Tentu saja aku tidak benar-benar terpenjara. Cerkho si dewa kegelapan, Zan si dewa tampan penguasa peri dan makhluk buas, maupun Zagda si dewa anak-anak yang hobi mengumpat—para dewa yang manis dan baik hati—bersedia memberiku petunjuk memanfaatkan kesaktianku. Berkat mereka aku bisa berkenalan dengan Ragnok (yang sekarang secara resmi menjadi budak merangkap bamper Nicholas). Cerkho kadang bersedia mengabulkan keinginanku menjelajah pelosok Damanus dengan aman. Bahaya andai Carlos, kakekku, maupun Armand, pamanku, sampai tahu bahwa aku ternyata mengetahui beberapa hal (yang sebenarnya tidak boleh kuketahui).

Bicara mengenai kesaktian. Sejujurnya aku ingin bicara empat mata dengan Saint Magda terkait jenis dan sejarah para orang suci. Kuil Giham pasti menyimpan rekam jejak para martir malang. Sejauh pengamatan dan penelitianku, orang-orang suci ini tidak memiliki riwayat mengasyikan; entah mati demi melindungi Damanus, menumbalkan diri sebagai bahan bangunan, mengorbankan semua kesaktian demi memukul mundur iblis, ataupun tragedi ala drama Yunani.

Barangkali itulah alasan Nicholas maupun Armand menyembunyikan kemampuanku dari keluarga kerajaan beserta pendeta. Mereka, keluargaku, takut aku akan terseret dalam pergolakan politik. Bagaimanapun juga sekalipun kesaktianku tidak sehebat pendahuluku, titel dan sedikit kemampuanku bisa menjadi pendongkrak popularitas di kalangan bangsawan. Dengan kata lain, pasar pernikahanku setara VIP plus? Aku bisa menikah dengan duke, viscount, bahkan putra mahkota?

Hmmm tidak perlu. Terima kasih.

Aku butuh koneksi? Tentu! Apa aku butuh suami? Sebaiknya ide itu dikesampingkan dahulu. Satu, bagiku Jarga masih menjadi yang paling tampan! Uhuk, Papa Nicholas (yang entah mengonsumsi darah makhluk abadi mana hingga bisa awet muda) juga tidak kalah saing. Standarku melesat, melejit, terbang, mengudara ke angkasa! Tinggi, saudara-saudara! Suamiku harus lebih-lebih-lebih-lebih daripada Daddy Nicholas, Daddy Armand, dan Om Jarga!

“Ruby,” Alex memanggil, menyadarkanku dari acara-memikirkan-masa-depan-gemilang, “apa kau mendengar panggilanku?”

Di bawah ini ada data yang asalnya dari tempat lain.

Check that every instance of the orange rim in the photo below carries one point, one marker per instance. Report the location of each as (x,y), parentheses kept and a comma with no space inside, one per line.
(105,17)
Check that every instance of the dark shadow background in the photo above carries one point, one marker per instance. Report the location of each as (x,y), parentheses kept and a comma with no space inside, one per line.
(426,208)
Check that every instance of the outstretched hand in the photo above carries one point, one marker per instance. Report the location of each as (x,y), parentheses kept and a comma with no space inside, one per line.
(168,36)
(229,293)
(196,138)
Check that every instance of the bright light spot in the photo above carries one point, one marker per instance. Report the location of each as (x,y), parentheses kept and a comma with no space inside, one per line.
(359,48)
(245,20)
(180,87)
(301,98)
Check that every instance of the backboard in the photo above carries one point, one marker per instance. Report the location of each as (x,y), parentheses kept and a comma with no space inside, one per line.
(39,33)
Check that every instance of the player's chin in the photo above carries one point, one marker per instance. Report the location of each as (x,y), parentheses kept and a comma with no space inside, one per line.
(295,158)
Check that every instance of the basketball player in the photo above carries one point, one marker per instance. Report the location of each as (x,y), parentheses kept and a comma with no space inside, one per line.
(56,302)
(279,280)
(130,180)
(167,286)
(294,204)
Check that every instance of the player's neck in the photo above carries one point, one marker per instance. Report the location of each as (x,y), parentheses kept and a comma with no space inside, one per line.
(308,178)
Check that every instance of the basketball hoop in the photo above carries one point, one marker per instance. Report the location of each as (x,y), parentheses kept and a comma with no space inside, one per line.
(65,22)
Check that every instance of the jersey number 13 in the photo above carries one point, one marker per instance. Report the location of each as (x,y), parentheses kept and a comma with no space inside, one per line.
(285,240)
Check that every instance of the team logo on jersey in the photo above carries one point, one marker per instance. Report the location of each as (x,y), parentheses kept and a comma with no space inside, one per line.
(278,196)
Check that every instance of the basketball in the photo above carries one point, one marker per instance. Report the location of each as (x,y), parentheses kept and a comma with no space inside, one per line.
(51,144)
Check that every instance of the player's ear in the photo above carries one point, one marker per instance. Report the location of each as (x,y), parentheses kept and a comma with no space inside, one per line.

Sejenak aku mengerjap, mencoba menarik fokus dari alam khayalan agar kembali ke dunia nyata. Madam Melda, perancang busana yang dipilih Nicholas, sibuk memberi arahan kepada asistennya agar mempersiapkan contoh kain beserta aksesoris pendukung. Sejauh mata memandang bisa terlihat dinding bercat nuansa pastel melingkupi kami. Ada beberapa contoh gaun yang dipasang di maneken.

Kesadaran pun tiba.

Aku dan Alex tengah mengunjungi salah satu butik kepercayaan Nicholas. Butik milik Madam Melda merupakan langganan Nicholas. Semenjak meninggalkan Aveza, sedikit banyak Nicholas mulai belajar mengelola keuangan. Dengan kata lain, aku tidak perlu mencemaskan masa depan menjadi anak seorang pengangguran tampan yang hanya tahu cara menggunakan otot.

Madam Melda mempersilakan aku dan Alex duduk di sofa sementara dia mencatat dan mencoba memenuhi keinginanku terkait gaun yang akan kukenakan di saat debut nanti. Sebenarnya bisa saja aku mengundang Madam Melda ke kediaman Eremond, tempatku bernanung. Namun, itu tidak menyenangkan. Apabila membiarkan Madam Melda bertamu, maka aku tidak bisa menikmati sedikit kebebasan. Dengan cara berkunjung secara langsung, aku akan mendapat sedikit kesempatan cuci mata menikmati keindahan kota.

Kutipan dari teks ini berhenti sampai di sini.